A plane wall of thickness \(2 L=60 \mathrm{~mm}\) and thermal conductivity \(k=5 \mathrm{~W} / \mathrm{m} \cdot \mathrm{K}\) experiences uniform volumetric heat generation at a rate \(\dot{q}\), while convection heat transfer occurs at both of its surfaces \((x=-L,+L)\), each of which is exposed to a fluid of temperature \(T_{\infty}=30^{\circ} \mathrm{C}\). Under steady-state conditions, the temperature distribution in the wall is of the form \(T(x)=a+b x+c x^{2}\) where \(a=86.0^{\circ} \mathrm{C}, b=-200^{\circ} \mathrm{C} / \mathrm{m}, c=-2 \times 10^{4 \circ} \mathrm{C} / \mathrm{m}^{2}\), and \(x\) is in meters. The origin of the \(x\)-coordinate is at the midplane of the wall.

(a) Sketch the temperature distribution and identify significant physical features.

(b) What is the volumetric rate of heat generation \(\dot{q}\) in the wall?

(c) Determine the surface heat fluxes, \(q_{x}^{\prime \prime}(-L)\) and \(q_{x}^{\prime \prime}(+L)\). How are these fluxes related to the heat generation rate?

(d) What are the convection coefficients for the surfaces at \(x=-L\) and \(x=+L\) ?

(e) Obtain an expression for the heat flux distribution \(q_{x}^{\prime \prime}(x)\). Is the heat flux zero at any location? Explain any significant features of the distribution.

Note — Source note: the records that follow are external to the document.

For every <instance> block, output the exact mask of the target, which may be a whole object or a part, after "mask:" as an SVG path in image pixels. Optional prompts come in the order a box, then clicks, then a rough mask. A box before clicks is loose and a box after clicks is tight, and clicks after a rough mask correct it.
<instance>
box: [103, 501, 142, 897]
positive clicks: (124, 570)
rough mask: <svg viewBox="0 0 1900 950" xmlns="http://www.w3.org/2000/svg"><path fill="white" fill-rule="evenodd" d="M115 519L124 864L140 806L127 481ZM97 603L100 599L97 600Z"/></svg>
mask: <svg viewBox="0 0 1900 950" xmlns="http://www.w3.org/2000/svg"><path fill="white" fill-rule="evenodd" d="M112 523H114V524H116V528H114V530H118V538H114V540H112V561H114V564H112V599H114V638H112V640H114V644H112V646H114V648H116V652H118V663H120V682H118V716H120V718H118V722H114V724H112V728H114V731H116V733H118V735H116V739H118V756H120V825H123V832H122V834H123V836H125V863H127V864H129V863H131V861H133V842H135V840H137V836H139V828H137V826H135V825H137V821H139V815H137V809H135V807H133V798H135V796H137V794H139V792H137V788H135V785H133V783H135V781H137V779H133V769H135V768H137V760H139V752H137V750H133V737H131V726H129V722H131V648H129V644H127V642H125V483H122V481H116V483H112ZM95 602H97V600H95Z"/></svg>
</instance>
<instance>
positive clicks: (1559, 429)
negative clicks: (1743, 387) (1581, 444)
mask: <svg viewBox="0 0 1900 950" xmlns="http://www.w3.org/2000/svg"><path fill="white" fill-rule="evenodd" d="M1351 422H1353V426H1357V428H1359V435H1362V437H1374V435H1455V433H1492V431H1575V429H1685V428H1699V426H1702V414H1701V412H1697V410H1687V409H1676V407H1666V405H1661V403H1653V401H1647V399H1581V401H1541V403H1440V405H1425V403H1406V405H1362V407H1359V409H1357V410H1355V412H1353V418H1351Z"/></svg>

(f) If the source of the heat generation is suddenly deactivated \((\dot{q}=0)\), what is the rate of change of energy stored in the wall at this instant?

(g) What temperature will the wall eventually reach with \(\dot{q}=0\) ? How much energy must be removed by the fluid per unit area of the wall \(\left(\mathrm{J} / \mathrm{m}^{2}\right)\) to reach this state? The density and specific heat of the wall material are \(2600 \mathrm{~kg} / \mathrm{m}^{3}\) and \(800 \mathrm{~J} / \mathrm{kg} \cdot \mathrm{K}\), respectively.